Okay. Thank you. And then trying to follow up with a question on the Beauty business, it seems like competitors have brought similar products to market. You’re still growing well and maintaining or even growing market share. How are you doing that? Are you innovating more, expanding distribution, or what is the key driver?
Competitors have been following our volumizer franchise, and we expected that. Our approach is classic consumer-product playbook: be first, continuously innovate, expand geographically, introduce new versions at different price points with differentiated features, and invest in marketing and social content. The scale of our consumer reviews—over 350,000 for the volumizer franchise on Amazon with 4.6 average stars and 80% 5-star reviews—helps sustain our position. New products such as Revlon Plus and innovations from Drybar and Hot Tools are important. We are also expanding internationally—with strong growth in Latin America, EMEA and Canada— and adding new distribution inside major retailers that raises awareness while maintaining brand positioning. All these factors together explain continued share gains despite competitive entries.
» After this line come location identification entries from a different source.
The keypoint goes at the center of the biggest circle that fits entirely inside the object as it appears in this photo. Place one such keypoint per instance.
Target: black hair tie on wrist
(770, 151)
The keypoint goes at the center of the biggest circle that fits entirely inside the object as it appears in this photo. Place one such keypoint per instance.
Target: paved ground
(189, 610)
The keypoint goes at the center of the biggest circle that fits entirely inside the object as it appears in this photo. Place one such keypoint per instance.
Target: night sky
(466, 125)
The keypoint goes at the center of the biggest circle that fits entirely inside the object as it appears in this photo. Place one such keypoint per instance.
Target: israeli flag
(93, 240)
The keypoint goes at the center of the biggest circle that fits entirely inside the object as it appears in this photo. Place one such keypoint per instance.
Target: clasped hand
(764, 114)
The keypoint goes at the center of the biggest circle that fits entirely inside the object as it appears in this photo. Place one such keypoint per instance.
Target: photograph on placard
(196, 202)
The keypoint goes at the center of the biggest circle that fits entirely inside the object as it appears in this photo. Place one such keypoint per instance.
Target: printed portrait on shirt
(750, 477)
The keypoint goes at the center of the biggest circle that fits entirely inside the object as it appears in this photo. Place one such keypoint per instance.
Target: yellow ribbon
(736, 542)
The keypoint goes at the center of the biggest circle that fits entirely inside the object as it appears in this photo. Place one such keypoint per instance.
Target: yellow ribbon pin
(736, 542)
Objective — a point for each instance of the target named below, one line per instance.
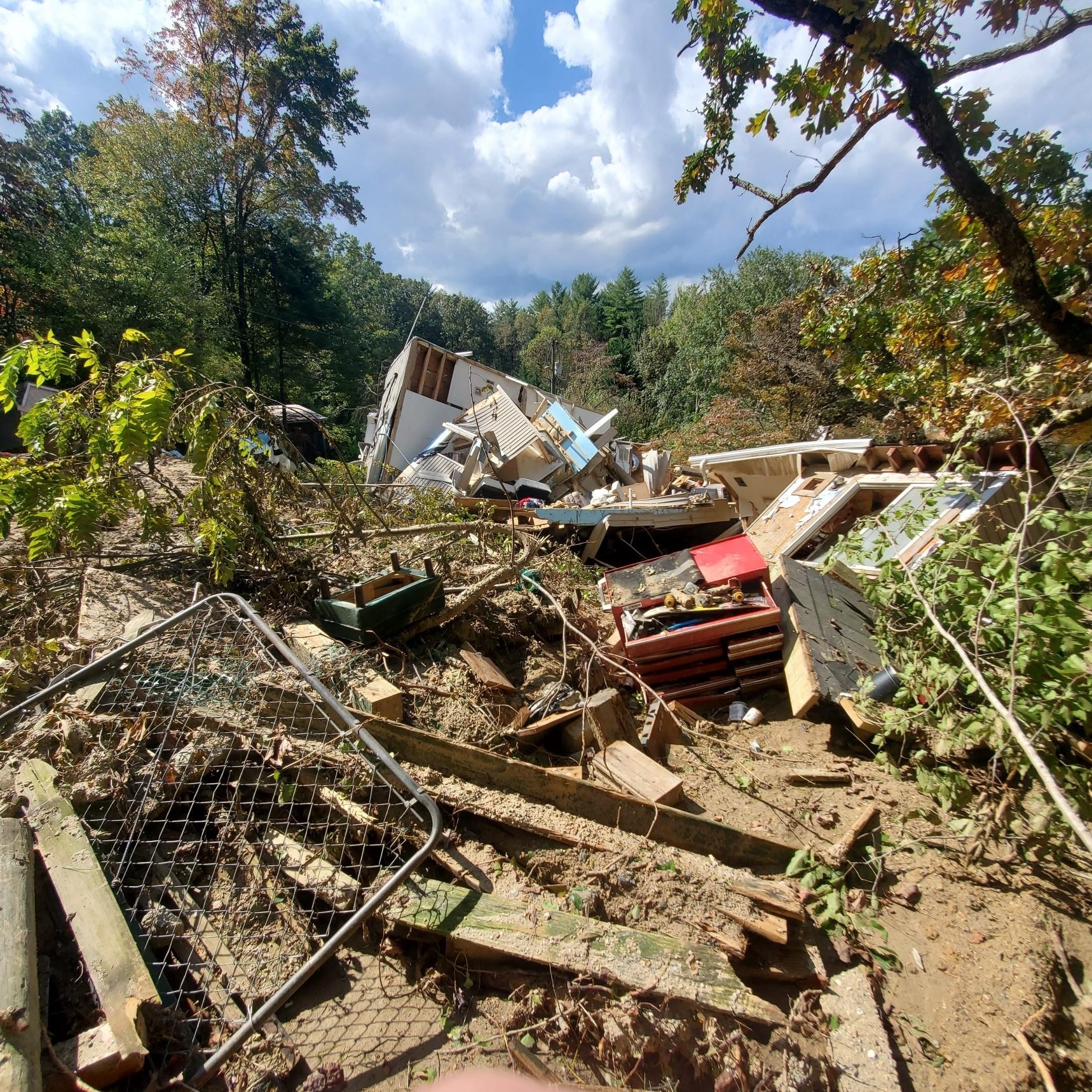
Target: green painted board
(648, 962)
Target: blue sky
(514, 143)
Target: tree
(935, 329)
(622, 315)
(657, 302)
(876, 62)
(693, 356)
(269, 93)
(42, 214)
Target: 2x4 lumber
(610, 720)
(585, 798)
(114, 962)
(21, 1031)
(648, 962)
(485, 671)
(631, 769)
(511, 812)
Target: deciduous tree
(878, 59)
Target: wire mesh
(243, 819)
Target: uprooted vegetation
(789, 856)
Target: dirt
(969, 961)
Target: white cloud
(456, 189)
(31, 29)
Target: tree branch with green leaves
(875, 56)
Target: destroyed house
(428, 387)
(812, 518)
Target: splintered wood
(113, 959)
(653, 964)
(625, 767)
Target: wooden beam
(629, 769)
(21, 1029)
(646, 962)
(514, 812)
(114, 962)
(93, 1056)
(585, 798)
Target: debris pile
(456, 795)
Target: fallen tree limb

Great. Thank you very much.
And our final question is from Steve Marotta with CL King & Associates. Please proceed.
Good morning, Julien, Brian and Matt and Jack. I know that we are bumping up against time, so I will limit it to one question. Julien, on the last call, you intimated maybe even tangentially that the EPA could be negatively impacting some competitors in the industry as well. Are there market share opportunities based on complications your competitors might be having with the EPA at this time? Thanks.
In theory, there could be opportunities, but we don’t look at it that way. We compete ethically and expect regulators to apply rules consistently. We want everyone to play by the rules. If enforcement actions create opportunity for our products because we are in compliance and consumers prefer our products, we will participate, but our focus is on serving consumers and maintaining principled competition. If any competitor faces issues, we expect regulators to be even-handed and consistent.
Very helpful. Thank you. I will take it down offline. Thanks.
There are no more questions. If you have any final comments.
Well, just a quick wrap up. I wanted to thank everyone for joining us today and for the continued interest in Helen of Troy. We very much look forward to speaking to many of you either later today or over the coming days and weeks as well. We will also be sharing further progress with you when we report our third quarter results, which will be in early January. I know we are running up against time, and I just want to say thank you. A lot is going on at Helen of Troy. We like our positive trends and we are very proud to have beaten expectations and to be able to raise our guidance and set our plans for what we hope will be another growth year despite the high base. We thank you very much for attending today.
Thank you. This does conclude today’s conference. You may disconnect your lines at this time, and have a wonderful day.